Virginity among key reasons for child marriage in Nepal

  • Jai Shah

“Everything happens for good. She died but saved her father’s five lakhs”, a man commiserates.

This was said about five years ago when people of my village were showing sympathy towards a poor family whose ten-year-old daughter died during an accident. The five lakhs mentioned earlier refers to an estimate of the amount of money for raising the girl and the cost of her wedding.

Jai Shah

According to End Violence Against Women, up to 50% sexual assaults are committed worldwide against girls under the age 16. Over 60 million girls worldwide are child brides, of which South Asia makes up a significant number of 31.3 million and sub-Saharan Africa of about 14.1 million.

According to Girls Not Bride Nepal organization, 1 in 2 girls is married before the age of 18 in South Asia.
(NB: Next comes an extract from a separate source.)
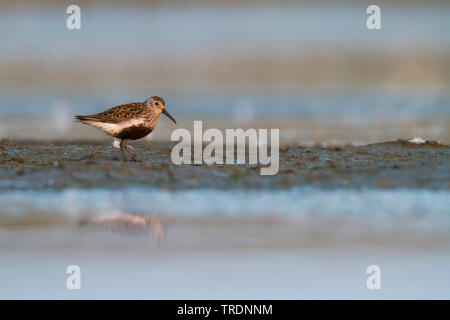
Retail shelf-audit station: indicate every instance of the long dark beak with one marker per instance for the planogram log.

Bangladesh has the highest rate of child marriage in the region (52%), followed by India (47%), Nepal (37%), and Afghanistan (33%).

This is the veracity of rural parts of Nepal particularly in Madhesh, where a girl child is considered a ‘Burden’. Unfortunately, this is true even in the urban setting and highly educated societies. For example, it is rare for families to celebrate ‘Chhatiyar’ (a celebration done on the sixth day after the birth of the child) in Madhesh when they are blessed with a baby girl. In contrast, “Chhatiyar” is celebrated at a grand level when a son is born with accompanying feasts.

There are many drivers which lead to the practice of child marriage, some of them being poverty, social inequality, religious and customary laws, and gender-related stigmas and stereotypes, to name a few. Some men, even older ones, prefer to marry girls under the age of 18 with a hope to marry a ‘virgin’. Despite the fact that virginity is associated with hymen, a thin membrane that can be destroyed for many reasons like exercise, bicycle riding, high jump, long jump, dancing, and in many cases girls are born with little of this tissue, in many cases, the issue of girl’s virginity can be an excuse for domestic violence.

It’s the high time; people came out and rejected any forms of violence against girls. As it is said, charity begins at home; we need to start supporting our sisters, female cousins and friends in standing against child marriage. Parents and elder members of the family have great roles in nurturing their daughters and sons with gender-bias free thoughts. Let us try to root out gender-based stereotypes. After home, comes school as teachers play a crucial part in educating children and therefore they must instill in their students the practice of gender equity by education their students accordingly.

Nepal Government has committed to ending child marriages by 2030 as a part of the Sustainable Development Goals. The government should come up with a national level strategy and approach to tackle the issue of child marriage meritoriously. The civil society organizations should partner with government in bringing effective and positive results. Special projects should be initiated by the government of Nepal for providing educational assistance and other sustenance for girls of poor, marginal families.

The realism of rural places is different. Non-governmental organizations should reach out to the ground and create awareness about the negatives of child marriages. At the same time, awareness of legal consequences should be also given and enforced at the micro-level.

Recently, the world has marked the International Day of the Girl Child on October 11. I hope the pledges and outcry do not remain just a status on Facebook or a tweet on Twitter. I hope a day will come when no girls will be considered as ‘burden’ to their families and societies and their birth will be celebrated with Chhatiyar and feasts. Let us work together to end child marriage which will then be the true celebration of “International Day of the Girl Child every day.

The author is a social worker, writer, and youth activist. He has been steadily writing and advocating for social issues. He is currently the CEO of Pro Law, an organization working for the promotion of the rule of law in Nepal.